37. I continued thus, “In preparing the next generation, we should look upon the task rather like building a house. As a school boy, I well remember how during my school holidays my father used to dispatch me to some building site or other; my father made his living from mainly the building industry, he ran a construction company (now defunct), Kitara Enterprises Ltd. One remarkable experience I remember was seeing how sub-contractors would work diligently laying foundations of a house, and how they would carry it up to a certain height; and that was that, they had done their work. The rest of the work fell to another group of sub-contractors; who carried up the wall, and put on the roof, and so forth. I believe we should do likewise. We should be content with preparing the next generation, that is, make it our business to gather the raw materials upon which another shall work. Yes, we may plough and sow; but it must needs fall to another to come and water the seed, and perhaps yet another to gather the harvest. By doing thus we will at least not act like ‘dumb driven cattle’ – driven this way or that way by one circumstance or other; rather, we should seize hold of this great opportunity occasioned by [the fraudulent re-election of General Museveni], to reset the future of [Uganda] with a noble purpose, and pursue that purpose with all our might.”

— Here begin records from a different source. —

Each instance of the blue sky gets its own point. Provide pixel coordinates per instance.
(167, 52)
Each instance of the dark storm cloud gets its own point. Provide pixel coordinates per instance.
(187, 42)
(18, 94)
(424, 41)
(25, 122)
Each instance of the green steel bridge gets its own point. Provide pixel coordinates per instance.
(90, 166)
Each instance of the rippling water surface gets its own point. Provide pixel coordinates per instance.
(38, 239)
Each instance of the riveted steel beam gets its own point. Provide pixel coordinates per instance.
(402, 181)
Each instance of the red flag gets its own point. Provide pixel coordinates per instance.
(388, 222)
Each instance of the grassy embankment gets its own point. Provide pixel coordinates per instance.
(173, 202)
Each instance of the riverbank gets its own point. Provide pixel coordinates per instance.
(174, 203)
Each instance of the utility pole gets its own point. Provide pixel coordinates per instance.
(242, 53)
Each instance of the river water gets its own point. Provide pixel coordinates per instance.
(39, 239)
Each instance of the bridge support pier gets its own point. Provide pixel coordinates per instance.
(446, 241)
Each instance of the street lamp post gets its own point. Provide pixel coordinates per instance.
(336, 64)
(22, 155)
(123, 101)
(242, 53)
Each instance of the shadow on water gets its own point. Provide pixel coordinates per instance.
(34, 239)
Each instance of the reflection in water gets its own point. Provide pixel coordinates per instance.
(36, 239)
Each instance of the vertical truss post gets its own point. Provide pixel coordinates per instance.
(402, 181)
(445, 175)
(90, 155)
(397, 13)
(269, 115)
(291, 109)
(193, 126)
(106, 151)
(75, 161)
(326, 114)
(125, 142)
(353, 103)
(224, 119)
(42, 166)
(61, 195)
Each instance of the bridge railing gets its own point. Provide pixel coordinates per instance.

38. This type of undertaking cannot be accomplished in a five-year cycle. It is quite simply, impossible! Realistically speaking, it will take between 30 and 40 years to thoroughly rebuild Uganda’s institutions; embedding alternative centres of leadership and authority into the Ugandan culture will require considerable patience. It is an undertaking that will only be possible when Ugandans see the wisdom of working with others in humility, under the protection of a United Nations Mandate. Unless a more realistic proposal can be put forward, a United Nations Mandate is the only pragmatic option available for Ugandans to turn over the soil in which General Museveni found succour and grew up, thus making it inhospitable to a new variety of that same poisonous Upas tree to flourish. This is Uganda’s most urgent challenge. I commend this proposal for your consideration.
Note: This blog-post is dedicated to the memory of a man who never gave up on Uganda, Mzee Stephen Kamugasa. He was born on 17th December 1939; and passed away on 27th March 2013 in Kampala. Mzee Kamugasa was remarkable that despite losing so much; he remained resolutely committed in hope to the beautiful land of his fathers, where he subsequently died. He was a teacher, a builder, a farmer, and a businessman.